Common Myths About Vitamin K
- Myth: “Vitamin K is just one vitamin.” In reality, vitamin K is a family of compounds. K1 (phylloquinone) predominates in plants, while K2 (menaquinones like MK-4 and MK-7) varies by source and behavior in the body. Forms differ in half-life, food sources, and potentially in clinical effects.
- Myth: “If you take blood thinners, you must avoid leafy greens.” For people on warfarin, the goal is consistent vitamin K intake, not avoidance. Sudden changes in consumption can destabilize INR. Work with your healthcare team to set a steady dietary pattern; many can safely include leafy greens in a consistent manner.
- Myth: “More vitamin K always means stronger bones.” While vitamin K supports osteocalcin activation, more is not always better. Evidence for fracture reduction is mixed, and high-dose regimens should not be used without medical guidance. Bone health is multifactorial: diet quality, vitamin D, calcium, protein, resistance training, and lifestyle all matter.
- Myth: “Gut bacteria make all the vitamin K you need.” Although gut microbes produce some K2, amounts are variable and may not meet needs, especially during antibiotic use or in infants (who have low stores at birth). Dietary sources remain important.
Conclusion
Vitamin K is an essential, fat-soluble nutrient indispensable for normal blood clotting and involved in bone and vascular health through the activation of key proteins. Most people can meet their needs with a food-first approach that prioritizes leafy greens, cruciferous vegetables, plant oils, and, when desired, fermented foods like natto and certain cheeses. Supplements—particularly K1 or K2 (often MK-7)—can provide predictable intake when diets are inconsistent, when absorption is impaired, or when targeting bone-related biomarkers. Evidence for bone and cardiovascular outcomes is promising but mixed, so expectations should remain realistic.

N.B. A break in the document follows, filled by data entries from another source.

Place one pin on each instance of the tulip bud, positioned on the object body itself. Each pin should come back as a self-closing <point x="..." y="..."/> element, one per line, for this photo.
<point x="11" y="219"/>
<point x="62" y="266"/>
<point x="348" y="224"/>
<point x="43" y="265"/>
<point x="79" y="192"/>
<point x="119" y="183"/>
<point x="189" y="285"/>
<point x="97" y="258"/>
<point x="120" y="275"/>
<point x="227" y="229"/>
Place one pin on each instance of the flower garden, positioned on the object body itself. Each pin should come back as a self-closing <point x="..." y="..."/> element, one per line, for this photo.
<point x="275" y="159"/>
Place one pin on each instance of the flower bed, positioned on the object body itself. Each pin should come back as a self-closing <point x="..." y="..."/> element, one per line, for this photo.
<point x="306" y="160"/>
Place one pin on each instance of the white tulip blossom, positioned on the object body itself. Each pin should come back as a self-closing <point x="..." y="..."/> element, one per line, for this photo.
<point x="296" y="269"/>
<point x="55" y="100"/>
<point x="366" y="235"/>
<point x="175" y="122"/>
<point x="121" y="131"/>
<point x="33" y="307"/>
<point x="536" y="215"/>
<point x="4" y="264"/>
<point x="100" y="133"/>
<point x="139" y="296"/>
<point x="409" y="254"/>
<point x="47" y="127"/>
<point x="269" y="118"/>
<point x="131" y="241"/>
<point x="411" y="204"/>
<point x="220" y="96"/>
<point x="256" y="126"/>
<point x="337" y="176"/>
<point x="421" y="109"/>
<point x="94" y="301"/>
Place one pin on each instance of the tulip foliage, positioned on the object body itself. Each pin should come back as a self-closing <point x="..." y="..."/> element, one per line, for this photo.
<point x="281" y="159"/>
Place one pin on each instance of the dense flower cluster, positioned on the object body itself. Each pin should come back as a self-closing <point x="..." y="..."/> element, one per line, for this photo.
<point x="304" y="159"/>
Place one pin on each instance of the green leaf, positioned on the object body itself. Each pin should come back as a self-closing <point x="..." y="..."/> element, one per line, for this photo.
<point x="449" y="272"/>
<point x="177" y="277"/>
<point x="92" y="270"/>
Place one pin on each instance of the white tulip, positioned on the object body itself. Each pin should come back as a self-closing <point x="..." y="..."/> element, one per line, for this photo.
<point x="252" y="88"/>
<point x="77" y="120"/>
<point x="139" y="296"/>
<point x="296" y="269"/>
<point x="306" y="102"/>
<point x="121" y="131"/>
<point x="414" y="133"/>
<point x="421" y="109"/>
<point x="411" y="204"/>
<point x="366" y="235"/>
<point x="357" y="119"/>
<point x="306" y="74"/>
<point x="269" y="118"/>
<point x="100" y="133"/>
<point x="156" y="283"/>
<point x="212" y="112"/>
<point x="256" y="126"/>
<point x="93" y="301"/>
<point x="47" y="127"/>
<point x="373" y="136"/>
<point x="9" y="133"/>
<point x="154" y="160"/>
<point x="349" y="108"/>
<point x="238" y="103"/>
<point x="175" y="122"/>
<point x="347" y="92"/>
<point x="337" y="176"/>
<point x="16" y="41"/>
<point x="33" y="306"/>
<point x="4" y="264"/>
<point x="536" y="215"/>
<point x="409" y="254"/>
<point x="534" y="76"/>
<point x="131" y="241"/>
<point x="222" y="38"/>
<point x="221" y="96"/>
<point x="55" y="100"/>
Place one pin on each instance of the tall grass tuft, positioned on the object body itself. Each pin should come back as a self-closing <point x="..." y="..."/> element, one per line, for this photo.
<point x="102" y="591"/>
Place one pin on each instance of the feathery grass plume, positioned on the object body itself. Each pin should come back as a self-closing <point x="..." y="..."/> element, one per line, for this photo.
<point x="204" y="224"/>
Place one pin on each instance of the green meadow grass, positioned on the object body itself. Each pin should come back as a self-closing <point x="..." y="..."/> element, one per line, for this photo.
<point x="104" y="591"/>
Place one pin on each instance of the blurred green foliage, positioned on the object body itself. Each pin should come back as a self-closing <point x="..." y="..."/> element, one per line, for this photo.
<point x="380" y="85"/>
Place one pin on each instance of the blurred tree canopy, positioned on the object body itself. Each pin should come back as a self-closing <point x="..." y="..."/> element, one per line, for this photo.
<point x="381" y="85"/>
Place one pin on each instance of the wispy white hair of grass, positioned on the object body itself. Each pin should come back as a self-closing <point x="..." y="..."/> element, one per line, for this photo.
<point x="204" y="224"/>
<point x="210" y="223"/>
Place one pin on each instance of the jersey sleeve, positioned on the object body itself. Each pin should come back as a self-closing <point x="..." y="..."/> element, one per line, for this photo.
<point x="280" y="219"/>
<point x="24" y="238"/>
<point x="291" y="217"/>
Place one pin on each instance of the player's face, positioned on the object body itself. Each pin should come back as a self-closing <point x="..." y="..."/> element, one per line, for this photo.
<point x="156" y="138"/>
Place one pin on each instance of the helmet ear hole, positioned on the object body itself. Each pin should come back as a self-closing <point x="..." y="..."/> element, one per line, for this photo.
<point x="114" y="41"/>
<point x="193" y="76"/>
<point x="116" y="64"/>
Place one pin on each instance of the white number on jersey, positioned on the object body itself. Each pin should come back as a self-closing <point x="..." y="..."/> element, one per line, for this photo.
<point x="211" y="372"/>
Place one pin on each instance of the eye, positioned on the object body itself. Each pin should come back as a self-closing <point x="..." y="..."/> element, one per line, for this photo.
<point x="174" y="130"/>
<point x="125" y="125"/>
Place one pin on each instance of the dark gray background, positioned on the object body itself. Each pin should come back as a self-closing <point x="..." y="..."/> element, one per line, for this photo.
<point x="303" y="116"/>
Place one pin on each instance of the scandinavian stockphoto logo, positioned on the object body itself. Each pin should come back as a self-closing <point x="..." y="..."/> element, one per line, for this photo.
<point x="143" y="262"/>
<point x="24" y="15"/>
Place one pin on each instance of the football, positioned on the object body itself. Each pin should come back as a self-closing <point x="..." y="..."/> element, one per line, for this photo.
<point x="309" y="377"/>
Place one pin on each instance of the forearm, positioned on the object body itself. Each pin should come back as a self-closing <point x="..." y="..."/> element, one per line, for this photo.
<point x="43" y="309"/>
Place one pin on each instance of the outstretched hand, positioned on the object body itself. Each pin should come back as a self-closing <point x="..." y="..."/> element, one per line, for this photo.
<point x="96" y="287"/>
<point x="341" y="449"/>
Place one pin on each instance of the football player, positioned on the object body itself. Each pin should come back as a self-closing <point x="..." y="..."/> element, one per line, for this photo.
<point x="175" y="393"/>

If you are pregnant, breastfeeding, managing a medical condition, or taking medications—especially warfarin or other anticoagulants—consult a healthcare professional before using vitamin K supplements or making major dietary changes. Choose quality-tested products, take vitamin K with meals containing fat, and keep intake consistent. Used thoughtfully, vitamin K can support foundational aspects of health, with whole foods as the preferred starting point and supplements serving as targeted additions when appropriate.